Friday, 5 October 2018

What cannot be a trademark?


What is a trademark?
The word, trademark means legally registered for representing a product or company . When competition is increasing, it becomes almost essential to differentiate your products or services from others.
The strive to stay in the market makes one concerned about their product’s quality. Trademark Registration concept may be quite new for Indians.
The Trade Marks Act, 1999 provides a platform for the registration of trademarks of goods and services, also provides the unique identification of the product and thereby also providing the manufacturer relief in case of infringement of his trademark.

Certificate Mark
This mark basically identifies the origin, material, quality, and characteristics of goods and services offered by a manufacturer from his competitors. It is also used in assessing the worth of labor in manufacturing goods or services.

Collective Mark
These marks differentiate the members of a collective group, which can be a cooperative organization or an association.

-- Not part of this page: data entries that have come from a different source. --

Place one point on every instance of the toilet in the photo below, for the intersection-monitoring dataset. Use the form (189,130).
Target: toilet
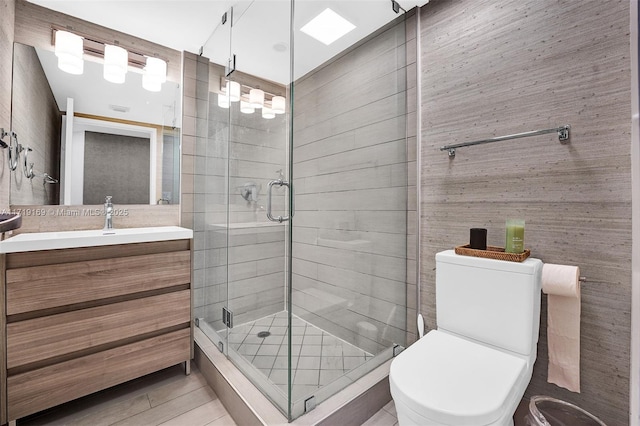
(474,368)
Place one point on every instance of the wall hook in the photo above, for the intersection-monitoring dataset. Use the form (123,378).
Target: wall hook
(3,133)
(14,151)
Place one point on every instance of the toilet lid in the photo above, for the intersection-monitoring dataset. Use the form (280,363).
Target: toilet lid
(454,381)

What cannot be a trademark?
Few are the points for refusal in India –


Distinctive Nature – The measure of being unmistakable is considered bad in the Indian law. The sign of an item or administration which isn’t of an unmistakable sort would not be a trademark.

Names / Surnames – Names or surnames cannot be used as a trademark in India if they do not possess a distinctive character.

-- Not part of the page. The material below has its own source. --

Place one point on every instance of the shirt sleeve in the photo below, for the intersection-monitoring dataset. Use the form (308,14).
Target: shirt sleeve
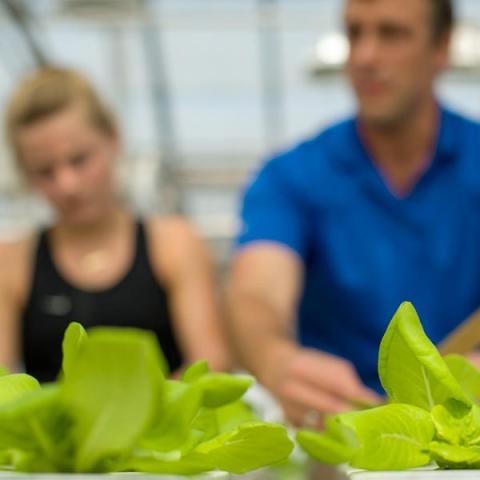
(273,211)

Numerical – Numbers can’t be used to be utilized as a trademark, as such. In specific cases, the courts in India have reasoned that numbers don’t have a particular nature connected to them, consequently, not fitting the bill to be a trademark.

Geographical Location – Geographical locations cannot be used as trademarks.

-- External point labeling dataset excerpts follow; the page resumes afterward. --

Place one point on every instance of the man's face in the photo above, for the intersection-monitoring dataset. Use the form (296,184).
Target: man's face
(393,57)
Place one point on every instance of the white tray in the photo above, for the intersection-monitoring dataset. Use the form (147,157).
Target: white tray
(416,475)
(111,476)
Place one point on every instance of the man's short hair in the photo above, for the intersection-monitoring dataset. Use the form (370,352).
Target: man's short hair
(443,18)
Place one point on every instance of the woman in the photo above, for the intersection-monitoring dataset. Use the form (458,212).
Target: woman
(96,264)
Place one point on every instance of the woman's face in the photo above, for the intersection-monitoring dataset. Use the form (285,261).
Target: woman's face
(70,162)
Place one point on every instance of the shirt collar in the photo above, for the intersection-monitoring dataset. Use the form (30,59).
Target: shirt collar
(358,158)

Color – The Trade Marks Act does not specifically refuse the usage of color.

Sound – Melodic notes as melodic documentations are acknowledged as trademarks in India, yet clamors, for example, pooch woofing can’t be a trademark.

Smell – It is difficult to distinguish between different smells. Smell cannot go through the process of Trademark Registration in India.

If you want to Apply for Trademark Registration, you can go with Apply Trademark.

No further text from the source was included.